In cancer, it’s a ledger of genes that are somehow involved in cells mutating, spreading, and eventually killing their host. The underlying idea is seemingly simple, yet a wild shift from previous attempts at cancer research: rather than individual genes, let’s turn the spotlight on how they fit together into networks to drive cancer.
Together with Dr. Nevan Krogan at UC San Francisco, a team launched the Cancer Cell Map Initiative, a moonshot that looks into the molecular “Phone lines” within cancer cells that guide their growth and spread. Cut them off, and perhaps it’s possible to stop tumours in the earliest stages
One study mapped the landscape of protein networks to see how individual genes and their protein products coalesce to drive breast cancer.
Another traced the intricate web of genetic connections that promote head and neck cancer. Tying everything together, the third study generated an atlas of protein networks involved in various types of cancer.

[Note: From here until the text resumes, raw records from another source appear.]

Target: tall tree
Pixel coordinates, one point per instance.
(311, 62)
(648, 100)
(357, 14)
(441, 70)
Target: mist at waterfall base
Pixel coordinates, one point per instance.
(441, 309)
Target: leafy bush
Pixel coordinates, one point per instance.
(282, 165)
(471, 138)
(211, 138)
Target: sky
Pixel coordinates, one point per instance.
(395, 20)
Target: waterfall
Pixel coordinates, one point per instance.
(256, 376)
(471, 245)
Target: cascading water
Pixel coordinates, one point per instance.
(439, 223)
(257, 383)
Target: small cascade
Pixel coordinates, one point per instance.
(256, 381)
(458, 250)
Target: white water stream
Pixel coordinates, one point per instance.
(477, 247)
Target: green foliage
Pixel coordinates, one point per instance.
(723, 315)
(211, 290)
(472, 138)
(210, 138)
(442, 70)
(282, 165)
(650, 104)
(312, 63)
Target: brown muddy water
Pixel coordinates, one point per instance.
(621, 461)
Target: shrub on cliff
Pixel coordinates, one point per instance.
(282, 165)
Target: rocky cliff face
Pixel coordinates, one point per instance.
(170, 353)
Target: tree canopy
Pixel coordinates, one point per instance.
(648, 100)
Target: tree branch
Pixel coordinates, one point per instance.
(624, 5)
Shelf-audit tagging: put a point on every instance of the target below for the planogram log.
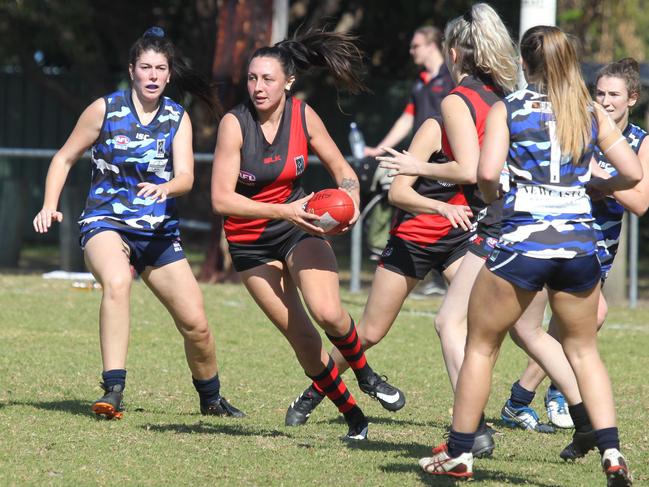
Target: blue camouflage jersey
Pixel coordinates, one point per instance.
(547, 213)
(608, 212)
(127, 153)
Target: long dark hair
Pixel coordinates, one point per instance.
(552, 64)
(186, 79)
(335, 51)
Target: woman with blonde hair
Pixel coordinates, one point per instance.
(482, 59)
(547, 134)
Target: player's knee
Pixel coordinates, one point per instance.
(441, 324)
(117, 287)
(328, 317)
(194, 326)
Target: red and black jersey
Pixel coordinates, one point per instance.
(427, 95)
(425, 228)
(479, 95)
(270, 172)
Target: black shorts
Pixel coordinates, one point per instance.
(569, 275)
(413, 260)
(248, 255)
(144, 251)
(482, 244)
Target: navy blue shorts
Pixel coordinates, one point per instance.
(248, 255)
(569, 275)
(413, 260)
(145, 251)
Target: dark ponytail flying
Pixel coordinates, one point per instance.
(187, 79)
(334, 51)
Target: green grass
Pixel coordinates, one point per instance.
(49, 374)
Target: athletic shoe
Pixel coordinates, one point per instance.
(358, 426)
(460, 467)
(524, 417)
(483, 444)
(377, 387)
(557, 408)
(615, 468)
(299, 411)
(221, 407)
(581, 444)
(110, 404)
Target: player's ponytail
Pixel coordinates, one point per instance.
(184, 77)
(551, 64)
(483, 47)
(334, 51)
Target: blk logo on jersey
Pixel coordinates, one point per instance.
(273, 159)
(299, 165)
(160, 152)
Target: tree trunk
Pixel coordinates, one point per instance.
(243, 26)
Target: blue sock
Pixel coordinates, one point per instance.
(114, 377)
(459, 443)
(520, 397)
(208, 389)
(607, 438)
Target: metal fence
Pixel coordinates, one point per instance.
(68, 241)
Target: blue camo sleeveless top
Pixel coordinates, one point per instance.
(127, 153)
(546, 213)
(608, 212)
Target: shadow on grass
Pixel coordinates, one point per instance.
(480, 475)
(383, 420)
(223, 429)
(75, 407)
(407, 450)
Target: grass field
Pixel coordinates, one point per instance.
(50, 369)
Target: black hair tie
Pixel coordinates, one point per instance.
(154, 31)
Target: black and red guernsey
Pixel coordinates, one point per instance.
(269, 172)
(479, 95)
(427, 229)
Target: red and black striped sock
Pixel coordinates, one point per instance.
(332, 385)
(350, 347)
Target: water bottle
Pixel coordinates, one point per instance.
(356, 141)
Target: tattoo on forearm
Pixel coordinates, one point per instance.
(349, 184)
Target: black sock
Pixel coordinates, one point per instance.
(114, 377)
(520, 397)
(580, 418)
(607, 438)
(459, 443)
(350, 347)
(209, 390)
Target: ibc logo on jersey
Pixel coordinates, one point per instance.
(247, 178)
(121, 141)
(299, 165)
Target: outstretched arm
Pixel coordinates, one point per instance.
(326, 149)
(82, 137)
(427, 140)
(183, 179)
(494, 152)
(463, 139)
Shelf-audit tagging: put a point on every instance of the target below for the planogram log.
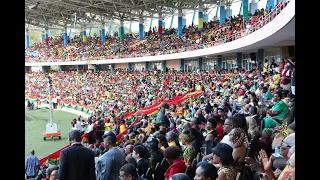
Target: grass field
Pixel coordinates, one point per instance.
(35, 124)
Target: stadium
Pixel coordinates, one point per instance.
(160, 89)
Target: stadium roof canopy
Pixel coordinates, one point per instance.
(63, 13)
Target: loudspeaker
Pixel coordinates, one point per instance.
(253, 56)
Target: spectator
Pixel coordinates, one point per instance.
(222, 157)
(76, 161)
(277, 113)
(109, 164)
(229, 124)
(139, 153)
(206, 171)
(172, 154)
(53, 175)
(156, 153)
(189, 153)
(128, 152)
(32, 165)
(237, 138)
(180, 176)
(129, 172)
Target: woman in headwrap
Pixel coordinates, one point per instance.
(237, 138)
(189, 152)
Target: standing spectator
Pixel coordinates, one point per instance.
(222, 155)
(139, 154)
(128, 151)
(277, 113)
(32, 165)
(293, 77)
(206, 171)
(156, 153)
(109, 164)
(265, 66)
(129, 172)
(76, 161)
(172, 154)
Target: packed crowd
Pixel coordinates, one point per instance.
(192, 39)
(243, 125)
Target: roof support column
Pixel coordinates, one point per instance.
(84, 34)
(141, 28)
(160, 24)
(222, 13)
(121, 30)
(47, 36)
(200, 16)
(103, 34)
(245, 9)
(65, 37)
(228, 12)
(27, 39)
(180, 22)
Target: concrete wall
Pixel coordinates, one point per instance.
(285, 52)
(173, 64)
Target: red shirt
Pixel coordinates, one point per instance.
(178, 166)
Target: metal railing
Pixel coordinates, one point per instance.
(262, 21)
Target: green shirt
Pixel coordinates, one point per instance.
(282, 108)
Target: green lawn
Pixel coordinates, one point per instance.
(35, 126)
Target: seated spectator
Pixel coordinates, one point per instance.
(189, 153)
(54, 175)
(180, 176)
(237, 138)
(139, 153)
(222, 157)
(129, 172)
(206, 171)
(172, 154)
(156, 153)
(277, 113)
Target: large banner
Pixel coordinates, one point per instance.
(150, 111)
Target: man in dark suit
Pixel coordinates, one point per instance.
(109, 164)
(139, 153)
(76, 161)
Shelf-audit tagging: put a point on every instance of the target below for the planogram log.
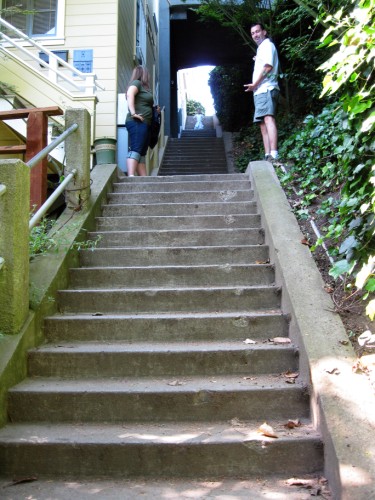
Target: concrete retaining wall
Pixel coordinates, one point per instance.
(343, 406)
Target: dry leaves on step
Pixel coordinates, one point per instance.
(176, 382)
(291, 424)
(290, 374)
(306, 242)
(333, 371)
(23, 480)
(267, 430)
(316, 486)
(280, 340)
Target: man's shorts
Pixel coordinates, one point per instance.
(265, 104)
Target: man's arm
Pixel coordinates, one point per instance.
(267, 68)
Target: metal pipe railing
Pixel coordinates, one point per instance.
(23, 36)
(42, 154)
(36, 159)
(48, 203)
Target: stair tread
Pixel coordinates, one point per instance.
(160, 385)
(237, 315)
(188, 433)
(264, 486)
(71, 346)
(168, 288)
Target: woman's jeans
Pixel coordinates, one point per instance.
(138, 139)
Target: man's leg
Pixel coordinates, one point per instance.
(266, 142)
(141, 170)
(131, 165)
(271, 131)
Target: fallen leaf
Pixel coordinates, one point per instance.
(333, 371)
(367, 361)
(291, 424)
(267, 430)
(23, 480)
(366, 339)
(289, 374)
(344, 342)
(280, 340)
(306, 483)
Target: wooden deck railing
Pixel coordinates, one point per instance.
(36, 140)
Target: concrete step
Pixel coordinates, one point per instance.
(182, 197)
(156, 223)
(168, 276)
(178, 256)
(260, 487)
(178, 238)
(184, 209)
(182, 178)
(97, 360)
(194, 450)
(191, 170)
(157, 399)
(154, 299)
(188, 185)
(168, 327)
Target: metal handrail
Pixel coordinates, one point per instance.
(23, 36)
(42, 154)
(36, 159)
(48, 203)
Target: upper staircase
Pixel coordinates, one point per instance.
(195, 152)
(165, 356)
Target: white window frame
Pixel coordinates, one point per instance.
(59, 37)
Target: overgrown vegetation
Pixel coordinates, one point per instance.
(337, 146)
(192, 107)
(326, 121)
(42, 239)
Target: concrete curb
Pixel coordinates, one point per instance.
(343, 407)
(47, 275)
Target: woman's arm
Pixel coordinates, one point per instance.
(132, 92)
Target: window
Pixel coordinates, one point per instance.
(36, 18)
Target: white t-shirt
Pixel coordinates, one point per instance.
(266, 54)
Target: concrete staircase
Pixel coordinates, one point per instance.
(163, 360)
(196, 152)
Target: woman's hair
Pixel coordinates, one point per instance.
(141, 73)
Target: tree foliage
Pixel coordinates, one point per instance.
(192, 107)
(232, 105)
(337, 146)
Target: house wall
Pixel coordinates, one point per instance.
(92, 24)
(9, 138)
(108, 28)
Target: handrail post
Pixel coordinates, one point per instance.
(36, 140)
(14, 245)
(77, 150)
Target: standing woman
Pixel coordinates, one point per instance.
(138, 120)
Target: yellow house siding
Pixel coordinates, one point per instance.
(126, 37)
(92, 24)
(9, 138)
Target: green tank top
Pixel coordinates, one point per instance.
(143, 103)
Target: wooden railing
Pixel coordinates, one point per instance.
(36, 141)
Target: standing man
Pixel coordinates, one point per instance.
(265, 88)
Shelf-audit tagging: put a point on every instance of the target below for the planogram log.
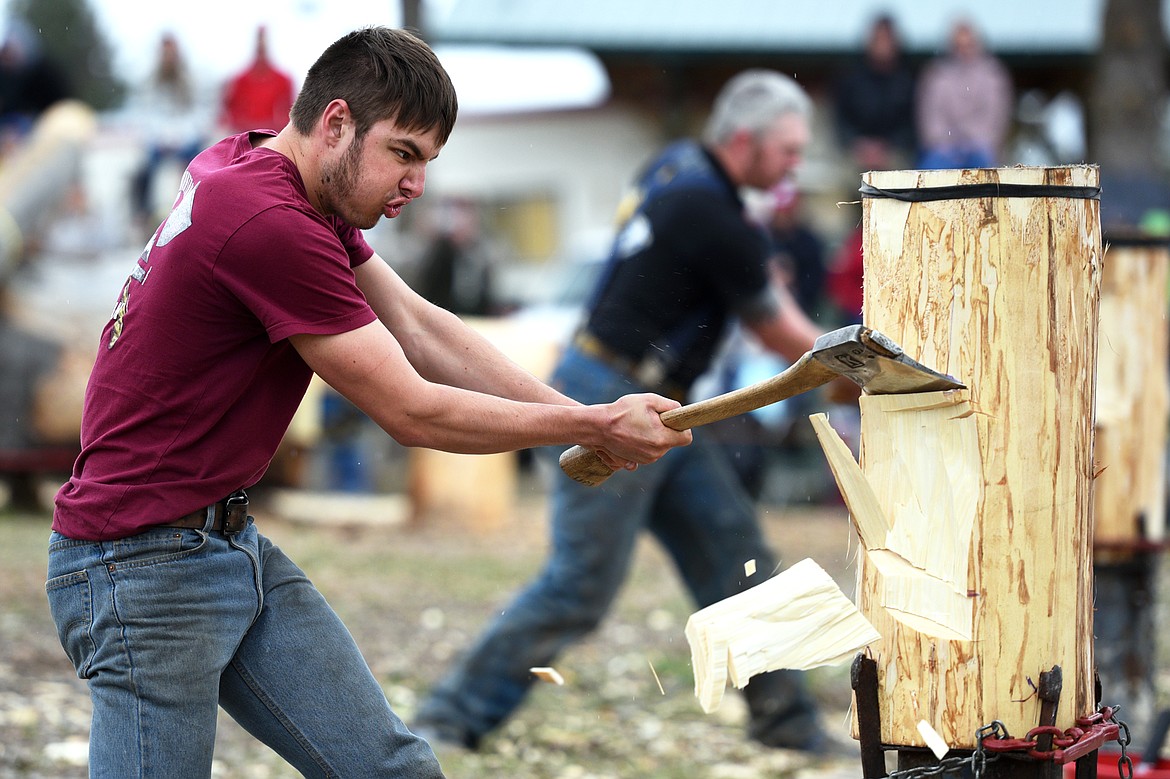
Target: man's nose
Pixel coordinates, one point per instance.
(414, 181)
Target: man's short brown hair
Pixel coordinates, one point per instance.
(382, 74)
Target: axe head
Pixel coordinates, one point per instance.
(876, 364)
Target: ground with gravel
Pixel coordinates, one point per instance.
(414, 597)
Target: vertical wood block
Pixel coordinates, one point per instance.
(1000, 291)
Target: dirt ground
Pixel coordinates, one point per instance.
(413, 598)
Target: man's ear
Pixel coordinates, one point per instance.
(334, 119)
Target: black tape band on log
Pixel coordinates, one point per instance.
(991, 190)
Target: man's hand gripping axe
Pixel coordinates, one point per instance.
(871, 359)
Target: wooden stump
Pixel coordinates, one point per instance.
(1133, 398)
(984, 578)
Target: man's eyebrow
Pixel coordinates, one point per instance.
(413, 146)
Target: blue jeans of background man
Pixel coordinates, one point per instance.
(695, 507)
(169, 625)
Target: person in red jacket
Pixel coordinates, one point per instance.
(261, 96)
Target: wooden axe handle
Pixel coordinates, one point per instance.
(807, 373)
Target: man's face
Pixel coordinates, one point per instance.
(777, 151)
(378, 174)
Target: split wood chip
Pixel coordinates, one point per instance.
(546, 674)
(798, 619)
(915, 504)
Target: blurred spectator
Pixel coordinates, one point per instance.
(176, 118)
(874, 102)
(455, 269)
(261, 96)
(29, 81)
(964, 104)
(845, 277)
(799, 252)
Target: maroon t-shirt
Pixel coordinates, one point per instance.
(195, 381)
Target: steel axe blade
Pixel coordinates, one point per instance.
(866, 357)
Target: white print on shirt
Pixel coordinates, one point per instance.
(177, 221)
(634, 236)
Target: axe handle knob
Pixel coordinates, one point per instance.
(807, 373)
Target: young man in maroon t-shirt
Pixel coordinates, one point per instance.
(166, 598)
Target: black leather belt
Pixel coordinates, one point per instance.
(644, 371)
(228, 516)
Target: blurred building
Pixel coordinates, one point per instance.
(555, 172)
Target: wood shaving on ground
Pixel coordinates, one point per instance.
(546, 675)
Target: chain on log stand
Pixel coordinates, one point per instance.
(1040, 753)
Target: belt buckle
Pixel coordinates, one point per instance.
(235, 512)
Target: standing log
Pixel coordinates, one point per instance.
(1133, 398)
(998, 288)
(1129, 490)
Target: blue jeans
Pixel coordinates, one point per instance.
(696, 508)
(167, 625)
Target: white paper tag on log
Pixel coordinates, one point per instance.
(934, 740)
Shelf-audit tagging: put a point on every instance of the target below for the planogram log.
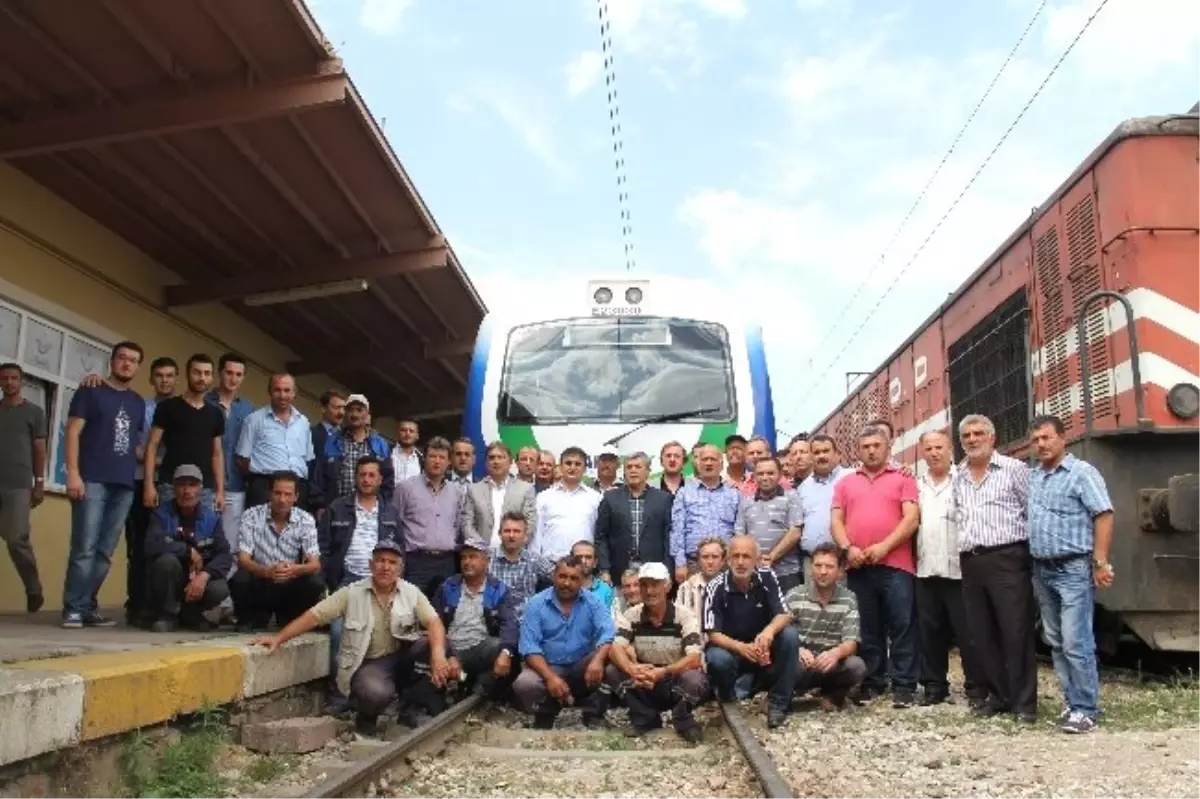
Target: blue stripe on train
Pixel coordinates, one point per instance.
(760, 385)
(473, 409)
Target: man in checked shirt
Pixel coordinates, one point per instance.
(991, 493)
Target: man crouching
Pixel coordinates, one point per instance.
(382, 644)
(664, 673)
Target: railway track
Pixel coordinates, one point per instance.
(480, 749)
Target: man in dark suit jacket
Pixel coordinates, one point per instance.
(615, 534)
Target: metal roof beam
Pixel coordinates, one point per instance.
(202, 109)
(259, 282)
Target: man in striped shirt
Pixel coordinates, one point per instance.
(1071, 532)
(991, 496)
(825, 613)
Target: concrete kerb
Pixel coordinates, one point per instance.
(53, 703)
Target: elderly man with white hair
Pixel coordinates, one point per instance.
(655, 665)
(991, 494)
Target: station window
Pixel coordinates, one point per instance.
(989, 372)
(54, 359)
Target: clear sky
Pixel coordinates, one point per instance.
(771, 145)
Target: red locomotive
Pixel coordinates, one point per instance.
(1089, 311)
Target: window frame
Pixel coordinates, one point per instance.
(729, 356)
(55, 384)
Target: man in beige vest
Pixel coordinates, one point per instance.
(383, 649)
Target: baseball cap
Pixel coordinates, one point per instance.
(475, 544)
(389, 545)
(187, 472)
(653, 570)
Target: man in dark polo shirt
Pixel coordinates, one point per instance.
(825, 614)
(750, 641)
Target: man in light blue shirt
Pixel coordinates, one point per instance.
(275, 439)
(816, 497)
(565, 636)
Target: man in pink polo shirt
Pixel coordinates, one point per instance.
(875, 514)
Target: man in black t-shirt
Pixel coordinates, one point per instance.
(750, 640)
(190, 431)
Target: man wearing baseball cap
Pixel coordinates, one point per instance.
(187, 556)
(655, 661)
(334, 474)
(393, 642)
(480, 617)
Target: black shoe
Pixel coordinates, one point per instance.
(930, 698)
(365, 725)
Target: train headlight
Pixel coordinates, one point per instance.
(1183, 401)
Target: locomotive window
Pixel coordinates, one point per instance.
(989, 372)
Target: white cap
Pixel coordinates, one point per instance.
(653, 570)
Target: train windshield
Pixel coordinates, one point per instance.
(617, 370)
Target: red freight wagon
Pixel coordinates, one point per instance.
(1089, 311)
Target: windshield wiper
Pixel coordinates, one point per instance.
(659, 420)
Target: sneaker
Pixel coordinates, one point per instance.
(1078, 724)
(165, 625)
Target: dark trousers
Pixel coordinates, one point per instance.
(136, 576)
(681, 695)
(477, 666)
(886, 611)
(258, 491)
(532, 695)
(725, 668)
(427, 571)
(834, 684)
(941, 622)
(256, 599)
(166, 583)
(997, 594)
(403, 673)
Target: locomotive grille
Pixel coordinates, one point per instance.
(989, 372)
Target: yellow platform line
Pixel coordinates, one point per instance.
(127, 690)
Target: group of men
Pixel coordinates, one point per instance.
(759, 571)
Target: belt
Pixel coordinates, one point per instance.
(975, 551)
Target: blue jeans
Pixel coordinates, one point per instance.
(335, 626)
(1067, 600)
(96, 523)
(725, 668)
(887, 616)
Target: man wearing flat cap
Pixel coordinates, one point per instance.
(393, 642)
(187, 556)
(655, 664)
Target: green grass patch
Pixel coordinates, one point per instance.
(183, 769)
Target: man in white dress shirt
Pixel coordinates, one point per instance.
(567, 511)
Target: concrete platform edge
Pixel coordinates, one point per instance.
(54, 703)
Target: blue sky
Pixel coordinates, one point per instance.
(772, 145)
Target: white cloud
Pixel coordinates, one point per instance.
(583, 71)
(1128, 41)
(384, 17)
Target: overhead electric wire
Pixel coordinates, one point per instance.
(958, 199)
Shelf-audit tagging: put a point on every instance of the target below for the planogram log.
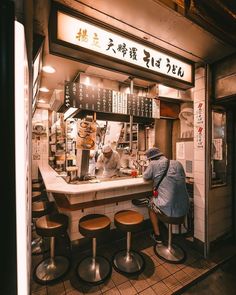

For now, the studies aren’t yet a comprehensive IKEA-like manual of how cancer components fit together. They’re the first victories in a sweeping framework for rethinking cancer.
Knowing how those work “Will simplify our search for effective cancer therapies.” The new studies tapped into PPIs as a new perspective to understand cancer.
CAR-T, the breakthrough cancer therapy that boosts a person’s own immune cells to better target cancers, relies on tumor-specific markers that dot the surface of a cell to hone in and attack.
The Cancer Cell Map Initiative shifts away from individual genes toward the big picture: let’s monitor a cell’s PPIs, see how these interactions reorganize in cancers, and find new protein players that contribute to cancer.
These new cancer drivers seem to activate specific communication pathways, the authors explained. By physically binding together, the pair seemed to help tumor cells migrate, suggesting that cutting off their dalliance could potentially reduce the chance of cancer cells spreading.
A separate study took the same approach but focused on breast cancer. Mutation to BRCA1 is a well-known genetic cause for inherited breast cancer risk. Although previously linked to other types of tumors, it’s never been implicated in breast cancer.
“We’re elevating the conversation about cancer from individual genes to proteins, allowing us to look at how the varying mutations we see in patients can have the same effects on protein function,” said Ideker.
Because of their importance, scientists have long documented these interactions in massive databases-a powerful resource, yet largely untapped for cancer research.
The third study combined data from the previous two works-head and neck cancer and breast cancer-with a broad range of previously reported human PPIs in publicly-available databases.
Despite these successes, our PPI cancer maps remain relatively rudimentary, capturing just a fraction of protein handshakes in a cell.
Just a small peek into these new maps already suggests that different types of tumors have a diverse and potentially characteristic set of PPIs, ones different from healthy cells that future cancer treatments could target.
All in all, this is a very promising area of study that could lead to treatments that could be combined with other therapies.